Android is an operating system for handheld devices like smartphones. It was announced in 2007 and was the first commercial device was released in 2008. Today, after exactly a decade in the future, it has more than 2 billion monthly active devices. With such level of a userbase, sure comes a lot of prying eyes on your data. Though Google Play Store has restrictions on what you can install and what data your apps see, it is just a matter of a few permissions before these apps can start harvesting your data.
It is not uncommon to see people having almost a hundred apps on average on their android phone since nowadays storage is relatively cheaper than before. We install an app and use it for some time, and then completely forget about its existence. This is not to mention, a very bad habit, even worse than you could ever imagine. Data in today’s world is valuable, if not for you, for tech giants and firms, which use it for various purposes ranging from advertisement to controlling political opinions of people. You can never trust any device, platform and the same goes for any of the apps that you have on your phone.
Apps come in many shapes, sizes, and uses. Some are used for a few minutes, like a flashlight app, some take away a major chunk of your time, like YouTube, some are extremely useful, like an alarm clock app, and some are just there, like the cool game you installed and never even played once. While they may be all different, they have this one thing in common, they are on your phone and with the right permissions, they can control your phone, or do anything with it as they like it. These permissions through an essential part of the Android app design and development, might not guarantee your privacy and security from malicious apps. Why? - Simply because you gave it permission.

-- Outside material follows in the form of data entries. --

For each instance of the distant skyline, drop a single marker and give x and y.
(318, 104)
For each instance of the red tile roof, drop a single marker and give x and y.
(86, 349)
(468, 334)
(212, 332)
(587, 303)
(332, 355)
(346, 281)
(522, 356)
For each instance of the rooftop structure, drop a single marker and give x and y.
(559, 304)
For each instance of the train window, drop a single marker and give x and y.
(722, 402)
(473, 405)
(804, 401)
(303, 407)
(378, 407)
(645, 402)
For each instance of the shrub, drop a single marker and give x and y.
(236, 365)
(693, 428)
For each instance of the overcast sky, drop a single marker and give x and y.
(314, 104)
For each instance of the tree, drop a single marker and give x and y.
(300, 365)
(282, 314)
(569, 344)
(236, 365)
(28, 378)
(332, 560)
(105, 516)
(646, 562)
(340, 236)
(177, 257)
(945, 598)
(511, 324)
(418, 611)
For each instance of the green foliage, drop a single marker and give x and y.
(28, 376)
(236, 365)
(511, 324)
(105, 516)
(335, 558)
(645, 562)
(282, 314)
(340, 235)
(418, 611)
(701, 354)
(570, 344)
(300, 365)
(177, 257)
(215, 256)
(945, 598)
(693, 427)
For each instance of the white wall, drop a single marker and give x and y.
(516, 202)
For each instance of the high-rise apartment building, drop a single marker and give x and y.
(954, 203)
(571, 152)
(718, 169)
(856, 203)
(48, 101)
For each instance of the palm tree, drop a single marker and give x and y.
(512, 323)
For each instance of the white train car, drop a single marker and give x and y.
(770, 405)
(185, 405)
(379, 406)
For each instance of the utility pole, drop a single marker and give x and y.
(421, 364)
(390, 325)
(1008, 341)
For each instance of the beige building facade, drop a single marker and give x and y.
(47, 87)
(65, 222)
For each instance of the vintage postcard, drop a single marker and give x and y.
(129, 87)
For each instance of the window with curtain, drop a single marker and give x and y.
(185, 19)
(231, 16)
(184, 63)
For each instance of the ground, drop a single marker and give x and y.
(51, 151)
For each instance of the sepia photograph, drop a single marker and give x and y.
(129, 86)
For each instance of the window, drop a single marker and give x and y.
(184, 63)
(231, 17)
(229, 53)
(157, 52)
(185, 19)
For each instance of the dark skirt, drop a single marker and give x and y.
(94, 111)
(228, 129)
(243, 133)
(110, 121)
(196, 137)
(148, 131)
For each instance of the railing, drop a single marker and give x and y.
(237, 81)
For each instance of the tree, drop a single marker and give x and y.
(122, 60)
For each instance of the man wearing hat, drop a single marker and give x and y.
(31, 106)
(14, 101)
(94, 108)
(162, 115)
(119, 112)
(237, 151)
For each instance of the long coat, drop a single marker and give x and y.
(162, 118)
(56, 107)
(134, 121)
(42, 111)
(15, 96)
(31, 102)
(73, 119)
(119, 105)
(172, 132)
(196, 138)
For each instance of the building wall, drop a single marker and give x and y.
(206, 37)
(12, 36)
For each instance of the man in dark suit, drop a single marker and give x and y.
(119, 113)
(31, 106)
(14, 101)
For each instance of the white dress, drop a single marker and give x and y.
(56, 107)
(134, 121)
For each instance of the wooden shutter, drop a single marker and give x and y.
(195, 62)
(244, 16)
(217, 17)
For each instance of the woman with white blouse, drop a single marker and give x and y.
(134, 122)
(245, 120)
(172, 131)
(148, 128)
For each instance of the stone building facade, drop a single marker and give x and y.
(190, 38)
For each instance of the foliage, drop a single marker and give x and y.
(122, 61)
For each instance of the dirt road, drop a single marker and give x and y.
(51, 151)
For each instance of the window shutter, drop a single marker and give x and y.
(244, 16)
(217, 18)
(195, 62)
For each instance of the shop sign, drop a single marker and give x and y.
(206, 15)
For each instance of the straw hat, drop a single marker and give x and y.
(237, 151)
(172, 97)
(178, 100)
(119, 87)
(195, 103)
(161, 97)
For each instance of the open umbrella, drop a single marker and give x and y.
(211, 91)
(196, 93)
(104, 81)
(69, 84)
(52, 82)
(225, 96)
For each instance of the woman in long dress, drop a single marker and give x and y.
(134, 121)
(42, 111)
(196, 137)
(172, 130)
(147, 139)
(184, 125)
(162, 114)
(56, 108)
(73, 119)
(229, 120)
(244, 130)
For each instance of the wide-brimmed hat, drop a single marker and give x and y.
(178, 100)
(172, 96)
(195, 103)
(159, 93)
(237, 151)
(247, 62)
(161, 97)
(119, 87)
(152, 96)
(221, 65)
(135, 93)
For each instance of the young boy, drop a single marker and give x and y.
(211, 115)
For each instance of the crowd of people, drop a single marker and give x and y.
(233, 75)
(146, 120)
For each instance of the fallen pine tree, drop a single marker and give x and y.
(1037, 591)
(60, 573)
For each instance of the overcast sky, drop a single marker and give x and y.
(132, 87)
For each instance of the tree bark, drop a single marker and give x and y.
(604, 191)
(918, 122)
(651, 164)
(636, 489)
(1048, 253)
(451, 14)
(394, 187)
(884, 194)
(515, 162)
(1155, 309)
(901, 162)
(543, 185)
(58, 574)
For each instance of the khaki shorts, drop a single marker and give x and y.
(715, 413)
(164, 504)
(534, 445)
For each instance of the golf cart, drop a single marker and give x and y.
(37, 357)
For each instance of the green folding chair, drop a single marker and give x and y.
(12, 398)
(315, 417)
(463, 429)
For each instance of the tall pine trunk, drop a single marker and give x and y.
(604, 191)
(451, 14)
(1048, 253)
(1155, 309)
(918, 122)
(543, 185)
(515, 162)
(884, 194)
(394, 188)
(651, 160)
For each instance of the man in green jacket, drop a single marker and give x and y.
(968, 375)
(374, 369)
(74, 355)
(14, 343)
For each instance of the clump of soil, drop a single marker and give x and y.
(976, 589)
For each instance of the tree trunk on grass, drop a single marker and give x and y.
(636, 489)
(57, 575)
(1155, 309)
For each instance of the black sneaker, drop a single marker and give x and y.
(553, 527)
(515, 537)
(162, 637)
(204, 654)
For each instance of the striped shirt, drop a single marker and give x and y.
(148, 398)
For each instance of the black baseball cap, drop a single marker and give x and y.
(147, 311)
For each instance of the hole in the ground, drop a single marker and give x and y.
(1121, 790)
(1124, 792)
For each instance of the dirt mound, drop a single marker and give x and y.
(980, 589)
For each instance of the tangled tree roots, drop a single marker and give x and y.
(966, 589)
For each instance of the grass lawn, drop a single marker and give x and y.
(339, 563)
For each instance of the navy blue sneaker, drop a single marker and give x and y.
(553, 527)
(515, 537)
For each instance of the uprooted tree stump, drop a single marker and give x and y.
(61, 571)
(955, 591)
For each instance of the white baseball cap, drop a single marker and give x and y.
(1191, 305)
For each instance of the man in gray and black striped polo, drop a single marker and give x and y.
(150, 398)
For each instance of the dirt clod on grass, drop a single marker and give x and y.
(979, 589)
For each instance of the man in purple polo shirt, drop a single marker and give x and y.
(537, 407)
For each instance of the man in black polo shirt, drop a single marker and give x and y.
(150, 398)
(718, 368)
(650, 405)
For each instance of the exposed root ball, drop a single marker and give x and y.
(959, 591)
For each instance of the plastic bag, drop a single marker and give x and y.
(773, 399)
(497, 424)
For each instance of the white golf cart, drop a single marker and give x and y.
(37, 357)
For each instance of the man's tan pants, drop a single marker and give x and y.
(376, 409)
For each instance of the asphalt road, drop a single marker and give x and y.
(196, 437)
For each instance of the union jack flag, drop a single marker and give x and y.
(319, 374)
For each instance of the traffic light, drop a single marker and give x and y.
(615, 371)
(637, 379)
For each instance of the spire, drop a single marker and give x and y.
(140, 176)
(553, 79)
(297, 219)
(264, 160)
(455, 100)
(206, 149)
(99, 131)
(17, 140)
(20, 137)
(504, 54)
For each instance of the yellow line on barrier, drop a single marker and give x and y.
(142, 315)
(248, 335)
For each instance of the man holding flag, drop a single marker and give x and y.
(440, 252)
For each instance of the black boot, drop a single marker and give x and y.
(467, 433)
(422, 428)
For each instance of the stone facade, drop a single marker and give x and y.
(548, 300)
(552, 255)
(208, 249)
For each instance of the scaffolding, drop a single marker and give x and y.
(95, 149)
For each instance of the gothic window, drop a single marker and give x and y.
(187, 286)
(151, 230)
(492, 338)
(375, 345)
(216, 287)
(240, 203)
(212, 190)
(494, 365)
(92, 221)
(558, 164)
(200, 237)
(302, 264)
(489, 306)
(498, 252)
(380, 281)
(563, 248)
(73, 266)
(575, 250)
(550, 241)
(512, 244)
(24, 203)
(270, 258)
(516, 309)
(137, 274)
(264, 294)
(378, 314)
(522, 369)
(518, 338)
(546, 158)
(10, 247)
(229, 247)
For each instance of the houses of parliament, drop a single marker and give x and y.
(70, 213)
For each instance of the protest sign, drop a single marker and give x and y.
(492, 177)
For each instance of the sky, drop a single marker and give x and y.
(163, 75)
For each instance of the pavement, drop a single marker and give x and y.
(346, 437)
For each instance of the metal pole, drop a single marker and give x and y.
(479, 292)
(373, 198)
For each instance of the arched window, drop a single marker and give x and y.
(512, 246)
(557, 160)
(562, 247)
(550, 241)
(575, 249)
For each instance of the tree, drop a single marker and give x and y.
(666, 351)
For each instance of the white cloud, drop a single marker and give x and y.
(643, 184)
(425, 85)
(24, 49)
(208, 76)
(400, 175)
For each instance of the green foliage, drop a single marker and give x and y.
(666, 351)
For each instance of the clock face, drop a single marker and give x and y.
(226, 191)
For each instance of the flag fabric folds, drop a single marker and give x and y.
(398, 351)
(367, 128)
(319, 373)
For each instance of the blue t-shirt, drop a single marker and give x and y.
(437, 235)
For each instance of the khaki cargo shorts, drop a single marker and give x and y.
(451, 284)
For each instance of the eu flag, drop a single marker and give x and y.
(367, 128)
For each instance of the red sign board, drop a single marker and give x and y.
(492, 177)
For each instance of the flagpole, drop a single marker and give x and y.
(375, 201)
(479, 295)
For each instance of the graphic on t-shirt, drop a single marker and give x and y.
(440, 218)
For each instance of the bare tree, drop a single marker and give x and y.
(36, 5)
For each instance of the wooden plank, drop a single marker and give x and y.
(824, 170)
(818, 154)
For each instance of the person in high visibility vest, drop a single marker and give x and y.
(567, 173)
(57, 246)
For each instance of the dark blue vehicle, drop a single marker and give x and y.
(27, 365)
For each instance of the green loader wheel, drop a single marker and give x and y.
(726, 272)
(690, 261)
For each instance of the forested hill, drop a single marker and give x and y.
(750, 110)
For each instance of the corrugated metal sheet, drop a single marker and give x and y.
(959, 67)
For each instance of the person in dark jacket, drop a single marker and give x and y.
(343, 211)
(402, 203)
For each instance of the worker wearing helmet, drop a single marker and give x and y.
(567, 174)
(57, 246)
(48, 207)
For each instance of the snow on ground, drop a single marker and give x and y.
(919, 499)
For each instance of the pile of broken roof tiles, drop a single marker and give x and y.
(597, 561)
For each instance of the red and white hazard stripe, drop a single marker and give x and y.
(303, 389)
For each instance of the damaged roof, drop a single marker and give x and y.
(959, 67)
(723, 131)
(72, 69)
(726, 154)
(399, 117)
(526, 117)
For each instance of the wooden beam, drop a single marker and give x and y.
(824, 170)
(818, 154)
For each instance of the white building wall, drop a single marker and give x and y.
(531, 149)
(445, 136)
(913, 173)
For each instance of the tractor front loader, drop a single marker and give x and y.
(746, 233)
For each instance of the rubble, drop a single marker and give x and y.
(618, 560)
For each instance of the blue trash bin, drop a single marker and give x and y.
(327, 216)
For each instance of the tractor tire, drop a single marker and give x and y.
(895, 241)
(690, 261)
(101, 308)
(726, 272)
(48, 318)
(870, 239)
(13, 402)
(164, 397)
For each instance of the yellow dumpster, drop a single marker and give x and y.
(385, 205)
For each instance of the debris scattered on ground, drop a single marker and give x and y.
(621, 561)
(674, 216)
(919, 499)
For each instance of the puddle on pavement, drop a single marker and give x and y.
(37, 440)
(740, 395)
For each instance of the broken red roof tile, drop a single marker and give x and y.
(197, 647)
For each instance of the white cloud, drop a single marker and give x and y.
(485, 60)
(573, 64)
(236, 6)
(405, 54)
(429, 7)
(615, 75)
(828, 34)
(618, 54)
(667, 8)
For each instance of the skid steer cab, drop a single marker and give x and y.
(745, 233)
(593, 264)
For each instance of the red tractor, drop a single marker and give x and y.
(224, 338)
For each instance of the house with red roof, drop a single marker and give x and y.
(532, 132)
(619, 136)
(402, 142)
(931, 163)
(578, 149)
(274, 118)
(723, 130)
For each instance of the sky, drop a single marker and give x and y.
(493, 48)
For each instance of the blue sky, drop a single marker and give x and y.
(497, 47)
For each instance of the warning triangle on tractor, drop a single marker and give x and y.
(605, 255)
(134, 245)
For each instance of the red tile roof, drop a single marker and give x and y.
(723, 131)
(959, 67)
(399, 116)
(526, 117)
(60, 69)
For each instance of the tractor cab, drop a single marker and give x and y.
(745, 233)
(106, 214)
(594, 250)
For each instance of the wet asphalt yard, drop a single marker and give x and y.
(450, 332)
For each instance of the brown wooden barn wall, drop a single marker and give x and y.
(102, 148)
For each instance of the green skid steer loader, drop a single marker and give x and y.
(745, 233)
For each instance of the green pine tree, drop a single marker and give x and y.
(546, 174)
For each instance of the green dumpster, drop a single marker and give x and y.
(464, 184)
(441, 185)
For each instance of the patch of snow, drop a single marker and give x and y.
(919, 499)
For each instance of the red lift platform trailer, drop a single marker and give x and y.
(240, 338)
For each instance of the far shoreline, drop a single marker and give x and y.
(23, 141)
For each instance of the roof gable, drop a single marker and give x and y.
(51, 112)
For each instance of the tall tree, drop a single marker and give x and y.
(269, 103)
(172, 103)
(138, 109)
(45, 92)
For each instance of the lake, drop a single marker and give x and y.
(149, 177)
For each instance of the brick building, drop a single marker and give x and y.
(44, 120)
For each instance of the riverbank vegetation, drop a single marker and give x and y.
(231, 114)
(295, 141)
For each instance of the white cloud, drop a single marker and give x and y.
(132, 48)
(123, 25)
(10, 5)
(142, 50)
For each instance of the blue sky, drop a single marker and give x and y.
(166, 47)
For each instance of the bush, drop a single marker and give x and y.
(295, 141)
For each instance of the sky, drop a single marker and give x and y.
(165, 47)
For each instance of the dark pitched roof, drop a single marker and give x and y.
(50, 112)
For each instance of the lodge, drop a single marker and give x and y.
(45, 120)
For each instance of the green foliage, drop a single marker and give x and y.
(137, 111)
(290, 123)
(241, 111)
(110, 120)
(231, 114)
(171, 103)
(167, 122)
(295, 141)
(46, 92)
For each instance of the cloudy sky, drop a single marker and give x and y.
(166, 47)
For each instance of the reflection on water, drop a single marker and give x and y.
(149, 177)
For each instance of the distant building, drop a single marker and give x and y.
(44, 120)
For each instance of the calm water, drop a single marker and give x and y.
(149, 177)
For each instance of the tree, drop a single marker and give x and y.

Before the Android KitKat (version 4.4) these permissions from the user were taken in one go - while installing. In those days, the app permissions structure required the user to either allow all or none. Since the release of Android Marshmallow (version 6.0), users can now install apps with certain permissions and allow others when needed, or if they like it, keep them disabled. They also have this feature where the app has to specify the privilege level - for example - Storage can have two permissions - Read or Write. Many people do not care about permissions and they tick yes to all the prompts on the screen, thus granting the app all the permissions, whether or not their intent is malicious. Apps with malicious intent are popularly known as Malware or Spyware. And these are a real headache for Play Store.
These apps can send data back to the servers, including your location and contacts. They can easily control your phone, if you’ve enabled permissions for reading the Gallery then they’ll spy on your stored photos, if you’ve enabled permissions for Camera, they might even take a photo!. All of this without you knowing that your privacy is being ripped to shreds.
Untrusted Sources - Google Play Store can and will protect you from these apps 99.9% of the times. But as you saw a ‘cool new cracked app’ online not available on play store or you took an APK file of some app from your friend over file sharing, chances are that this is the malware app I talked about earlier. You should be very careful while doing so and should only install the app if it is from a trusted source, or only with the required permissions.
These malwares are very smart, they are often hidden inside Cleaning apps, Optimizing apps, widgets and can even install further apples and hide them from the System Menu. In some cases, they may look and feel normal but cause harm in multiple ways working silently in the background.
Just go into the app settings now, and check for each app’s permissions, disable what you suspect to be malicious. Why does your alarm app need your contact access? - Disable all such permissions and the ones which you don’t use - Never took a photo with your photo editor app: Disable camera permissions for it.
And remember, just disable the Location and Camera settings for apps like Facebook and Instagram, don’t compromise your privacy for every little feature that an app offers.
As an android user, make sure the permissions are all good, and you’ll be fine. But do make sure that the app that you’re installing is from a trusted source as permission bypassing apps do lurk around on the internet.
- Further Reading and Recommended Links -
Do note that fighting these malwares is just a matter of awareness and common-knowledge about them, yet over 2 million Android users worldwide are affected by malware apps.